Three decades ago, the Soviet Union sent “bio-robots” (humans) to clean up Chernobyl. More recently, surveillance has become “data collection.” People who are drunk are “overrefreshed.” Shredding sensitive papers is “document management.” Failure is “deferred success.” A dishwasher is a “utensil maintenance professional.” A butcher is a “meat technologist.” (Either can be “dehired,” “decruited,” or “deinstalled” at any time.) A profit is a “negative deficit” and a revenue decline is “negative growth,” while losses are “deficit enhancement.” (That is, assuming no “data massage” has taken place.)
Death is “failure to fulfill one’s wellness potential.”
A small is a “tall.”
Beard and Cerf try to distinguish everyday jargon from deliberately deceptive words.
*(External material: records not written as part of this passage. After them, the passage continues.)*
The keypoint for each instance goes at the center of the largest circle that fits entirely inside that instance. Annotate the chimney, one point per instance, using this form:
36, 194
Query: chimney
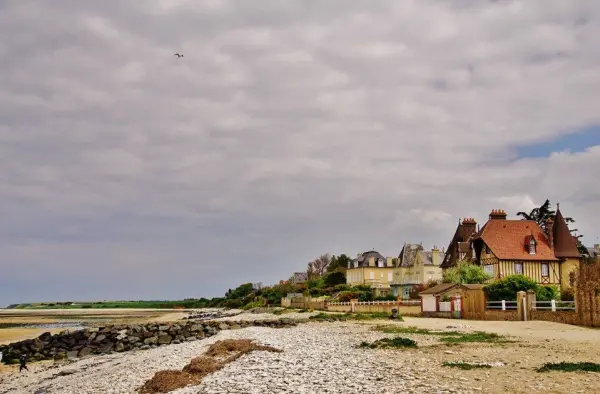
549, 233
470, 224
436, 256
498, 214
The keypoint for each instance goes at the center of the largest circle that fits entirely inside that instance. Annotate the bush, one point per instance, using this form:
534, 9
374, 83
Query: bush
466, 272
389, 297
365, 296
567, 295
546, 293
507, 288
335, 278
343, 287
346, 296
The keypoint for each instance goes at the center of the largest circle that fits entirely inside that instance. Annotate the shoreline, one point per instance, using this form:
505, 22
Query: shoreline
324, 357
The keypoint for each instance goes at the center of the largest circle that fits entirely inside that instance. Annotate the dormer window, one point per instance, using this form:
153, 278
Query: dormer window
532, 246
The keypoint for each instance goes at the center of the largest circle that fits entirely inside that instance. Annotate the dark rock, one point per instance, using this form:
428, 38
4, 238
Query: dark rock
85, 351
106, 348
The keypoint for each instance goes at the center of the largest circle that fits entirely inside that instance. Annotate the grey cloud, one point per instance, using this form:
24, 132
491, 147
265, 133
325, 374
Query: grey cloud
289, 129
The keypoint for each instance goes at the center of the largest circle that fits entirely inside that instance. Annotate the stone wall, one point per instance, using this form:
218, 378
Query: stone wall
567, 317
121, 338
404, 310
499, 315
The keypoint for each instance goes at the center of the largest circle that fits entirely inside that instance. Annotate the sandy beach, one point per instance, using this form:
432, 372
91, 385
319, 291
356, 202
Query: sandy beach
324, 357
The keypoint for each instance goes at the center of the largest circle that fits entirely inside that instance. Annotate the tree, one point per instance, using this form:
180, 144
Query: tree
242, 291
319, 265
539, 215
544, 212
335, 278
465, 272
339, 263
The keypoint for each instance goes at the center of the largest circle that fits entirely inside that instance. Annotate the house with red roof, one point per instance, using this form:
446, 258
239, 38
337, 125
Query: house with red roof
547, 254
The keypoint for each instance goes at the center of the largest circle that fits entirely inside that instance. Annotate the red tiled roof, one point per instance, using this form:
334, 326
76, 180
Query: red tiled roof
507, 240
But Orwell made no such distinction. To him they sprang from the same well: a carelessness about, or even a hostility to, the meaning of words.
“A scrupulous writer,” Orwell wrote, “in every sentence that he writes, will ask himself at least four questions, thus: What am I trying to say? What words will express it? What image or idiom will make it clearer? Is this image fresh enough to have an effect?”
The alternative is “simply throwing your mind open and letting the ready-made phrases come crowding in. They will construct your sentences for you – even think your thoughts for you, to a certain extent – and at need they will perform the important service of partially concealing your meaning even from yourself.”
These concerns may not be new. But today, words flow freely across our screens, via our blogs and tweets and posts and likes. That increased speed may be why the distance we have traveled since Orwell’s time seems so great, and why I find it so alarming. We have arrived at a place where images have unrivaled power, where surfaces obscure everything underneath, where we value branding far more than understanding. As writer Daniel Pink has observed, we are all in sales. We are all small, trying to tell the world we are tall.
This feels exhausting. It’s always better to see things clearly. And the solution hasn’t changed since Orwell: “What is above all needed,” he wrote, “is to let the meaning choose the word, not the other way around.”
Frank Bures is a frequent contributor to The Rotarian.